Correlation Between IShares Core and Amplify Cybersecurity
Can any of the company-specific risk be diversified away by investing in both IShares Core and Amplify Cybersecurity at the same time? Although using a correlation coefficient on its own may not help to predict future stock returns, this module helps to understand the diversifiable risk of combining IShares Core and Amplify Cybersecurity into the same portfolio, which is an essential part of the fundamental portfolio management process.
By analyzing existing cross correlation between iShares Core SP and Amplify Cybersecurity ETF, you can compare the effects of market volatilities on IShares Core and Amplify Cybersecurity and check how they will diversify away market risk if combined in the same portfolio for a given time horizon. You can also utilize pair trading strategies of matching a long position in IShares Core with a short position of Amplify Cybersecurity. Check out your portfolio center. Please also check ongoing floating volatility patterns of IShares Core and Amplify Cybersecurity.
Diversification Opportunities for IShares Core and Amplify Cybersecurity
0.86 | Correlation Coefficient |
Very poor diversification
The 3 months correlation between IShares and Amplify is 0.86. Overlapping area represents the amount of risk that can be diversified away by holding iShares Core SP and Amplify Cybersecurity ETF in the same portfolio, assuming nothing else is changed. The correlation between historical prices or returns on Amplify Cybersecurity ETF and IShares Core is a relative statistical measure of the degree to which these equity instruments tend to move together. The correlation coefficient measures the extent to which returns on iShares Core SP are associated (or correlated) with Amplify Cybersecurity. Values of the correlation coefficient range from -1 to +1, where. The correlation of zero (0) is possible when the price movement of Amplify Cybersecurity ETF has no effect on the direction of IShares Core i.e., IShares Core and Amplify Cybersecurity go up and down completely randomly.
Pair Corralation between IShares Core and Amplify Cybersecurity
Given the investment horizon of 90 days iShares Core SP is expected to generate 0.59 times more return on investment than Amplify Cybersecurity. However, iShares Core SP is 1.71 times less risky than Amplify Cybersecurity. It trades about 0.12 of its potential returns per unit of risk. Amplify Cybersecurity ETF is currently generating about 0.05 per unit of risk. If you would invest 14,000 in iShares Core SP on August 12, 2025 and sell it today you would earn a total of 762.00 from holding iShares Core SP or generate 5.44% return on investment over 90 days.

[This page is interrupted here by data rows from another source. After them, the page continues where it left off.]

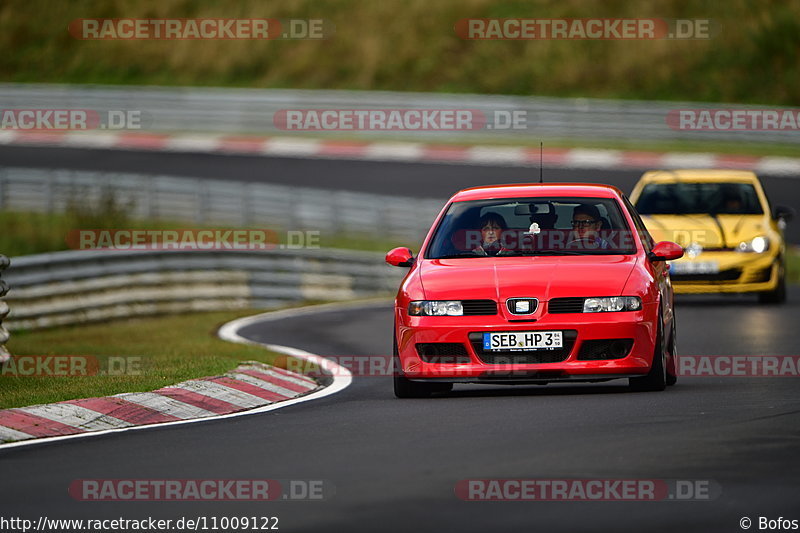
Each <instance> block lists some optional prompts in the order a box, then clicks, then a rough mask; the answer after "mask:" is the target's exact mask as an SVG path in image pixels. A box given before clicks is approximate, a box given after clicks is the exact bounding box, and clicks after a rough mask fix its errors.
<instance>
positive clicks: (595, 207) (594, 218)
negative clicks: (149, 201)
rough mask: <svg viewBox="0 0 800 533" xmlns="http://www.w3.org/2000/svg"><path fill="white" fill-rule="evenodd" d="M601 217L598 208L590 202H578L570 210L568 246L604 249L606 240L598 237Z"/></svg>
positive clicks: (567, 243)
mask: <svg viewBox="0 0 800 533" xmlns="http://www.w3.org/2000/svg"><path fill="white" fill-rule="evenodd" d="M602 227H603V219H602V217H601V216H600V210H599V209H597V207H596V206H594V205H591V204H578V205H577V206H575V209H574V210H573V211H572V232H571V233H570V239H571V240H570V241H569V242H568V243H567V247H569V248H588V249H606V248H609V247H610V244H609V243H608V241H606V240H605V239H603V238H602V237H600V228H602Z"/></svg>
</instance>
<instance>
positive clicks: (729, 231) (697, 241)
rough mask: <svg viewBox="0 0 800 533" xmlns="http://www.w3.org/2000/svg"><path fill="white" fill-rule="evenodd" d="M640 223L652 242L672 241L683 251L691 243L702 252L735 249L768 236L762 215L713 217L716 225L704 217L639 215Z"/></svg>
mask: <svg viewBox="0 0 800 533" xmlns="http://www.w3.org/2000/svg"><path fill="white" fill-rule="evenodd" d="M642 220H643V221H644V223H645V226H647V230H648V231H649V232H650V235H652V236H653V239H655V241H656V242H658V241H673V242H676V243H678V244H680V245H681V246H684V247H685V246H688V245H689V244H691V243H693V242H694V243H697V244H700V245H702V246H703V247H704V248H735V247H736V246H737V245H738V244H739V243H740V242H743V241H749V240H751V239H752V238H753V237H757V236H759V235H765V234H766V233H767V232H768V228H767V227H766V226H765V224H764V216H763V215H717V217H716V221H715V220H714V217H712V216H711V215H705V214H692V215H647V216H645V215H643V216H642ZM723 233H724V239H723Z"/></svg>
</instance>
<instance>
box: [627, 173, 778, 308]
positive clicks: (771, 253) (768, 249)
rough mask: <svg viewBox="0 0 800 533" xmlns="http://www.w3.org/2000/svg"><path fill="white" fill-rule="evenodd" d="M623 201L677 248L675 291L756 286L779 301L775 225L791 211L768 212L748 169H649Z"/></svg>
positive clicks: (753, 288) (675, 265) (736, 288)
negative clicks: (626, 200) (697, 169)
mask: <svg viewBox="0 0 800 533" xmlns="http://www.w3.org/2000/svg"><path fill="white" fill-rule="evenodd" d="M630 199H631V203H633V204H634V205H635V206H636V210H637V211H638V212H639V214H640V215H641V216H642V220H643V221H644V223H645V226H647V229H648V231H649V232H650V234H651V235H652V236H653V238H654V239H655V240H656V241H674V242H677V243H678V244H680V245H681V246H683V247H684V248H685V254H684V257H683V258H682V259H679V260H677V261H673V262H672V263H671V265H670V277H671V279H672V284H673V287H674V290H675V292H676V293H722V292H725V293H731V292H736V293H743V292H749V293H758V296H759V301H761V302H762V303H783V302H784V301H786V267H785V255H786V243H785V241H784V238H783V228H784V227H785V226H786V223H787V222H788V221H789V219H790V218H791V217H792V214H793V211H792V210H791V209H789V208H786V207H776V208H775V211H774V212H773V211H772V209H771V207H770V204H769V200H768V199H767V195H766V194H765V193H764V189H763V187H762V186H761V182H760V181H759V180H758V177H756V175H755V174H754V173H753V172H749V171H739V170H651V171H649V172H646V173H645V174H644V175H643V176H642V177H641V179H640V180H639V182H638V183H637V184H636V186H635V187H634V189H633V192H632V193H631V197H630Z"/></svg>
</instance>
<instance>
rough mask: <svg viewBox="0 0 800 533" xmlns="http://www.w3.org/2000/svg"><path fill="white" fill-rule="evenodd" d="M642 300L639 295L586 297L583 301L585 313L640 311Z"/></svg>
mask: <svg viewBox="0 0 800 533" xmlns="http://www.w3.org/2000/svg"><path fill="white" fill-rule="evenodd" d="M641 308H642V300H641V299H640V298H639V297H637V296H607V297H601V298H586V299H585V300H584V301H583V312H584V313H605V312H609V311H638V310H639V309H641Z"/></svg>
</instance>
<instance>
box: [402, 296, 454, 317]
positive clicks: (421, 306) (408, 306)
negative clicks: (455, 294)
mask: <svg viewBox="0 0 800 533" xmlns="http://www.w3.org/2000/svg"><path fill="white" fill-rule="evenodd" d="M408 314H409V315H411V316H462V315H463V314H464V306H463V305H461V302H460V301H457V300H416V301H413V302H411V303H410V304H408Z"/></svg>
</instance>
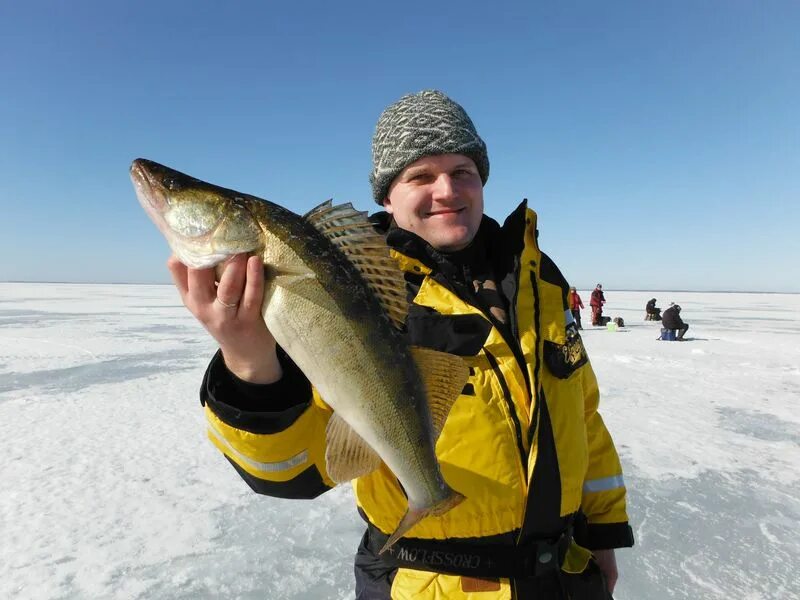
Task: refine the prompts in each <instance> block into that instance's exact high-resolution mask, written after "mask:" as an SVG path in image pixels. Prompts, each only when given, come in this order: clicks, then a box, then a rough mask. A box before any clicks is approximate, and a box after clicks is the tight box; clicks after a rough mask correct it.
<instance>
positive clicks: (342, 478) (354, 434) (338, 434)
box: [325, 413, 381, 483]
mask: <svg viewBox="0 0 800 600" xmlns="http://www.w3.org/2000/svg"><path fill="white" fill-rule="evenodd" d="M325 440H326V445H325V470H326V471H328V476H329V477H330V478H331V479H333V480H334V481H335V482H336V483H344V482H346V481H350V480H351V479H356V478H357V477H362V476H364V475H367V474H369V473H372V472H373V471H374V470H376V469H377V468H378V467H380V466H381V457H380V456H378V454H377V452H375V450H373V449H372V447H371V446H370V445H369V444H367V442H365V441H364V438H362V437H361V436H360V435H358V434H357V433H356V432H355V431H353V429H352V427H350V425H348V424H347V423H346V422H345V420H344V419H342V418H341V417H340V416H339V415H337V414H336V413H333V414H332V415H331V418H330V419H329V420H328V427H327V429H326V430H325Z"/></svg>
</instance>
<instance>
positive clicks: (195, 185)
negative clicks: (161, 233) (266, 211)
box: [130, 158, 264, 269]
mask: <svg viewBox="0 0 800 600" xmlns="http://www.w3.org/2000/svg"><path fill="white" fill-rule="evenodd" d="M130 173H131V180H132V181H133V186H134V188H135V189H136V196H137V197H138V199H139V203H140V204H141V205H142V208H144V210H145V212H146V213H147V215H148V216H149V217H150V219H151V220H152V221H153V222H154V223H155V224H156V226H157V227H158V229H159V230H160V231H161V233H162V234H163V235H164V237H165V238H166V239H167V243H169V245H170V248H171V249H172V251H173V252H174V254H175V256H176V257H177V258H178V259H179V260H180V261H181V262H182V263H184V264H185V265H187V266H189V267H192V268H195V269H203V268H208V267H212V266H215V265H217V264H219V263H221V262H224V261H225V260H227V259H228V258H229V257H231V256H233V255H234V254H240V253H250V252H257V251H259V249H260V248H262V247H263V245H264V240H263V231H262V229H261V227H260V225H259V222H258V220H257V219H256V217H255V216H254V214H253V212H252V211H251V207H250V205H251V204H252V203H253V202H254V201H255V199H253V198H252V197H249V196H245V195H243V194H240V193H238V192H234V191H233V190H228V189H225V188H221V187H218V186H215V185H212V184H210V183H206V182H204V181H201V180H199V179H195V178H194V177H191V176H189V175H186V174H184V173H181V172H180V171H176V170H174V169H171V168H169V167H166V166H164V165H161V164H158V163H156V162H153V161H150V160H146V159H143V158H137V159H136V160H134V161H133V164H131V169H130Z"/></svg>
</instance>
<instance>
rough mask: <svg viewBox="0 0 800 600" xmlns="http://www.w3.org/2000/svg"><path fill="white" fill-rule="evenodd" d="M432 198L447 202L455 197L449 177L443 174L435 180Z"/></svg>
mask: <svg viewBox="0 0 800 600" xmlns="http://www.w3.org/2000/svg"><path fill="white" fill-rule="evenodd" d="M433 197H434V199H435V200H447V199H450V198H453V197H455V184H454V182H453V178H452V177H450V175H448V174H446V173H443V174H441V175H439V177H437V178H436V181H435V182H434V185H433Z"/></svg>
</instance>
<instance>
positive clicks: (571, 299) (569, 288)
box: [568, 286, 583, 329]
mask: <svg viewBox="0 0 800 600" xmlns="http://www.w3.org/2000/svg"><path fill="white" fill-rule="evenodd" d="M568 302H569V308H570V310H571V311H572V317H573V318H574V319H575V322H576V323H577V324H578V329H583V327H581V309H582V308H583V300H581V297H580V295H579V294H578V290H576V289H575V286H572V287H571V288H569V301H568Z"/></svg>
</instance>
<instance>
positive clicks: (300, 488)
mask: <svg viewBox="0 0 800 600" xmlns="http://www.w3.org/2000/svg"><path fill="white" fill-rule="evenodd" d="M225 458H227V459H228V462H230V463H231V464H232V465H233V468H234V469H236V472H237V473H239V475H240V476H241V478H242V479H244V480H245V482H246V483H247V485H249V486H250V488H251V489H252V490H253V491H254V492H256V493H257V494H263V495H265V496H273V497H275V498H290V499H295V500H309V499H311V498H316V497H317V496H320V495H322V494H324V493H325V492H327V491H328V490H329V489H331V488H330V487H329V486H327V485H326V484H325V482H324V481H322V476H321V475H320V474H319V471H318V470H317V467H316V466H314V465H311V466H310V467H308V468H307V469H306V470H305V471H303V472H302V473H300V475H298V476H297V477H295V478H294V479H290V480H289V481H267V480H266V479H260V478H258V477H256V476H254V475H251V474H250V473H248V472H247V471H245V470H244V469H242V468H241V467H240V466H239V465H237V464H236V463H235V462H233V461H232V460H231V459H230V458H228V457H227V456H226V457H225Z"/></svg>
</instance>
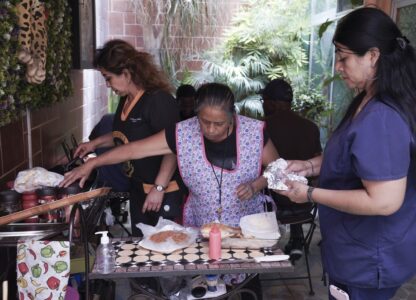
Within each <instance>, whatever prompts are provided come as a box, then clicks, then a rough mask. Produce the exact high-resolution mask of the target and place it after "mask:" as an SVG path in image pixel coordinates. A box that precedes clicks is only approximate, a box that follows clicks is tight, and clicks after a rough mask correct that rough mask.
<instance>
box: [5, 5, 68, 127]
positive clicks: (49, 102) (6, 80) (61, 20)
mask: <svg viewBox="0 0 416 300" xmlns="http://www.w3.org/2000/svg"><path fill="white" fill-rule="evenodd" d="M18 2H19V1H17V0H10V1H0V20H1V22H0V39H1V43H0V66H1V70H0V82H1V87H0V126H4V125H6V124H8V123H10V122H11V121H13V120H15V119H16V118H18V117H19V115H20V113H21V111H23V110H25V109H26V107H29V108H30V109H38V108H41V107H45V106H48V105H51V104H54V103H57V102H59V101H62V100H64V99H65V98H66V97H68V96H69V95H70V94H71V92H72V85H71V79H70V70H71V65H72V62H71V52H70V51H71V44H70V40H71V39H70V35H71V18H70V11H69V6H68V2H67V1H65V0H47V1H45V5H46V9H47V13H48V18H47V24H46V26H47V35H48V47H47V50H46V57H47V58H46V79H45V81H44V82H42V83H41V84H39V85H35V84H29V83H27V82H26V80H25V73H26V66H25V65H23V64H21V63H20V62H19V61H18V60H17V56H16V54H17V50H18V47H19V46H18V32H19V28H18V17H17V11H16V4H17V3H18Z"/></svg>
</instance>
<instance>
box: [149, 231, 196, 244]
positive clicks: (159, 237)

| Time Period | 3 Months [change] |
| Direction | Moves Together |
| Strength | Strong |
| Accuracy | 100.0% |
| Values | Daily Returns |
iShares Core SP vs. Amplify Cybersecurity ETF
Performance |
| Timeline |
| iShares Core SP |
| Amplify Cybersecurity ETF |
IShares Core and Amplify Cybersecurity Volatility Contrast
Predicted Return Density |
| Returns |
Pair Trading with IShares Core and Amplify Cybersecurity
The main advantage of trading using opposite IShares Core and Amplify Cybersecurity positions is that it hedges away some unsystematic risk. Because of two separate transactions, even if IShares Core position performs unexpectedly, Amplify Cybersecurity can make up some of the losses. Pair trading also minimizes risk from directional movements in the market. For example, if an entire industry or sector drops because of unexpected headlines, the short position in Amplify Cybersecurity will offset losses from the drop in Amplify Cybersecurity's long position.| IShares Core vs. iShares Core SP | IShares Core vs. Vanguard High Dividend | IShares Core vs. Vanguard Primecap Fund | IShares Core vs. Vanguard High Dividend |
| Amplify Cybersecurity vs. iShares Paris Aligned Climate | Amplify Cybersecurity vs. Amplify Junior Silver | Amplify Cybersecurity vs. Main Sector Rotation | Amplify Cybersecurity vs. SPDR SP 500 |
Check out your portfolio center.Note that this page's information should be used as a complementary analysis to find the right mix of equity instruments to add to your existing portfolios or create a brand new portfolio. You can also try the Portfolio Backtesting module to avoid under-diversification and over-optimization by backtesting your portfolios.